A Fog that has lifted

Writing has become a luxury. To sit down and to have a few moments of quiet with a steaming mug of tea and a tired but empty brain is what I strive for these days. Relentless work schedule coupled with a day or two of taking care of our sick child meant hours over weekend and early morning sometimes before five am playing catch up. In all of this frenzy writing took a back seat.

Not just because of lack of time but also because of lack of thoughts. I could not think of anything beyond whatever was required to get through. And the well-worn and all too familiar pattern of thoughts would creep in at night after the everyday was done.

Today after weeks, I feel like the fog has lifted. I have some space and time to go back to my other needs – the goals that I had set for myself- beyond the everyday. So much has happened in the political and personal realm. The unbelievable has come to pass. America will have a first family that is at the extreme of what is considered the norm the usual.

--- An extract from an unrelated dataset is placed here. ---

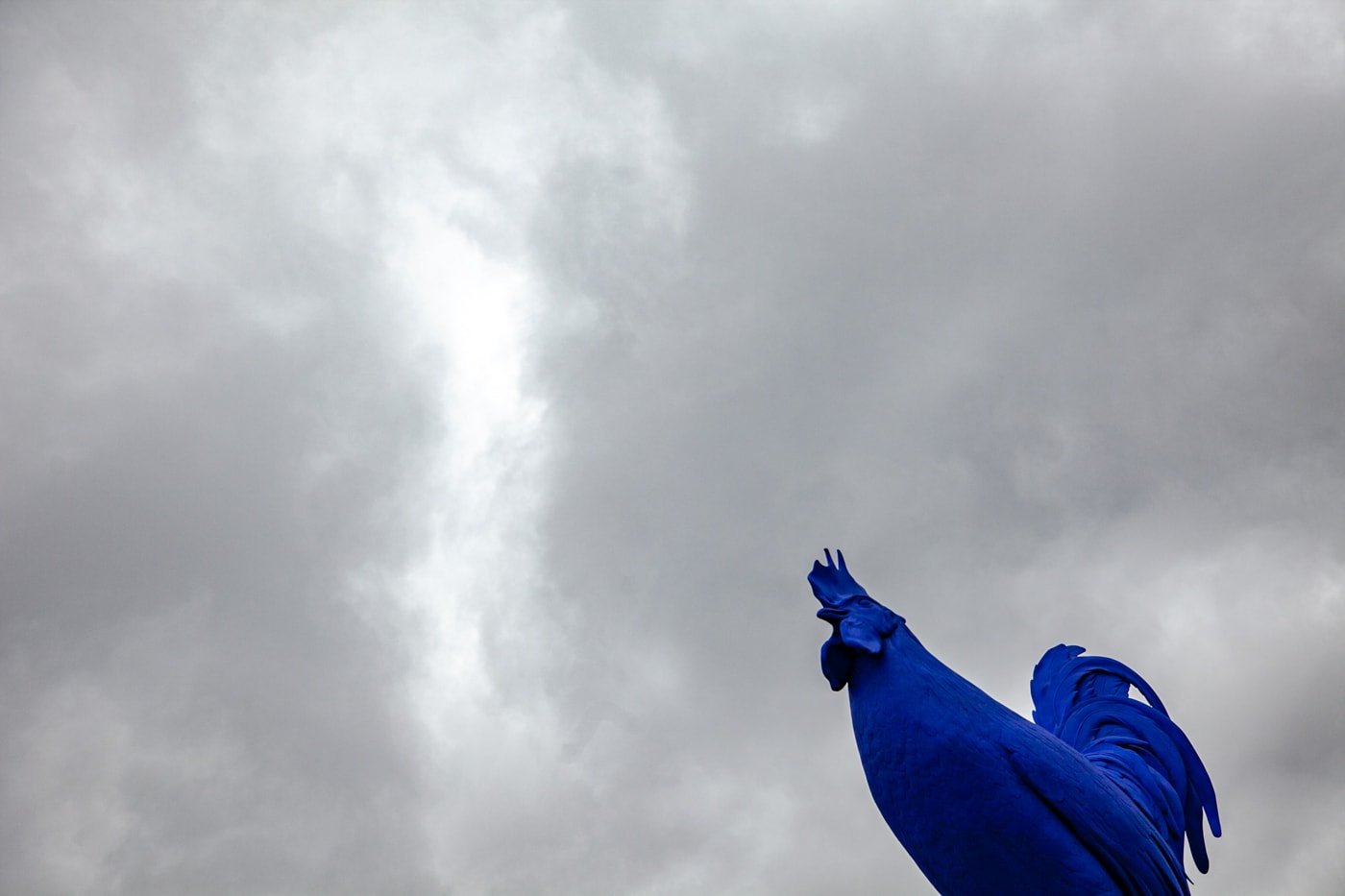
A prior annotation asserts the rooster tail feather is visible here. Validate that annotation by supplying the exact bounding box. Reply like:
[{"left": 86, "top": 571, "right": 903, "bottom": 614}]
[{"left": 1032, "top": 644, "right": 1220, "bottom": 873}]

Not having the right to vote myself, I have watched with detachment the bitter political campaign and like the majority was looking forward to putting everything behind in 2016. I was therefore surprised when I woke up to the election results and found myself in anxiety and panic. While I am not so much grieved by the opponent’s loss, I was and still am concerned to put it mildly over the other party’s win.

I am worried about my husband who is a US Citizen and is on the Army on reserve. I am worried about my toddler who is a US Citizen of Asian American heritage. And for the first time since I moved to the US in 2001, I have become acutely aware of my race and my color.

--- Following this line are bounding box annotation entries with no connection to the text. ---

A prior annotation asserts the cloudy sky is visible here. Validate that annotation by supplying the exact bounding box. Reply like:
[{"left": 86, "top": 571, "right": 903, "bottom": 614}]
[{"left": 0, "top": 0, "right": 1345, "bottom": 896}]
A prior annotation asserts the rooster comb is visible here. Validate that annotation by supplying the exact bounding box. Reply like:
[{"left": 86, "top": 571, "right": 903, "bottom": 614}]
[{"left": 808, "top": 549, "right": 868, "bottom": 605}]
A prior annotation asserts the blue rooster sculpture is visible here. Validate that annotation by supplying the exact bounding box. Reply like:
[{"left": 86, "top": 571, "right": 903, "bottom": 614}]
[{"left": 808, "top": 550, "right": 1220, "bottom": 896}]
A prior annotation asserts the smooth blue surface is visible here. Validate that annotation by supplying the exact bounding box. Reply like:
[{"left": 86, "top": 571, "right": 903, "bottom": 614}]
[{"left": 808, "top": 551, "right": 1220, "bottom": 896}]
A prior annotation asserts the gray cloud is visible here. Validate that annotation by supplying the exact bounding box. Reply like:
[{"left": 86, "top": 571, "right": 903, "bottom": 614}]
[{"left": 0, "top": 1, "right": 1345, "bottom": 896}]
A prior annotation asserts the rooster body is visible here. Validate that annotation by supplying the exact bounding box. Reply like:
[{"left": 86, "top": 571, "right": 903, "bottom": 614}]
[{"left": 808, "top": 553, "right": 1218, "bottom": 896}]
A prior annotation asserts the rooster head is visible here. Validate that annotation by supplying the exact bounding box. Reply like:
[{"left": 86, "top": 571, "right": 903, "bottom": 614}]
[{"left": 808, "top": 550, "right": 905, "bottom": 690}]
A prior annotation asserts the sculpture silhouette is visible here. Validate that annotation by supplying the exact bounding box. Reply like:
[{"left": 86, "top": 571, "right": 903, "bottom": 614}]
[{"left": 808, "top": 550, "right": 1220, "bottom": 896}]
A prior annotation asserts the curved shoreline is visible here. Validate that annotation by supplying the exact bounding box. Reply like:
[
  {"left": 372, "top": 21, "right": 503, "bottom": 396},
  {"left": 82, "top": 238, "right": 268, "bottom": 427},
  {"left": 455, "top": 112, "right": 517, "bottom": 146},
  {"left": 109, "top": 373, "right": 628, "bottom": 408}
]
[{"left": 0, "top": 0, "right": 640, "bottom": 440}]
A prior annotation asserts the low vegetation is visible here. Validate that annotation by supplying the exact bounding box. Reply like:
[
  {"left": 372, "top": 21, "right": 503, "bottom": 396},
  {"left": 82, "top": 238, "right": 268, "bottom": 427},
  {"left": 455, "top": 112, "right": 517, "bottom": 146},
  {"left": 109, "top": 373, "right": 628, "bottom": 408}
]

Like the majority, I am holding out hope, I want to stay positive. However, I also believe that while the rhetoric can change- hate slurs, and extreme policies put forth to win election today can become seemingly balanced and polished strategies tomorrow, the waves of division, discrimination, and hatred unleashed is to some extent beyond repair.

While we are going about living our everyday life, we are carefully watching where America is headed toward in the next few years.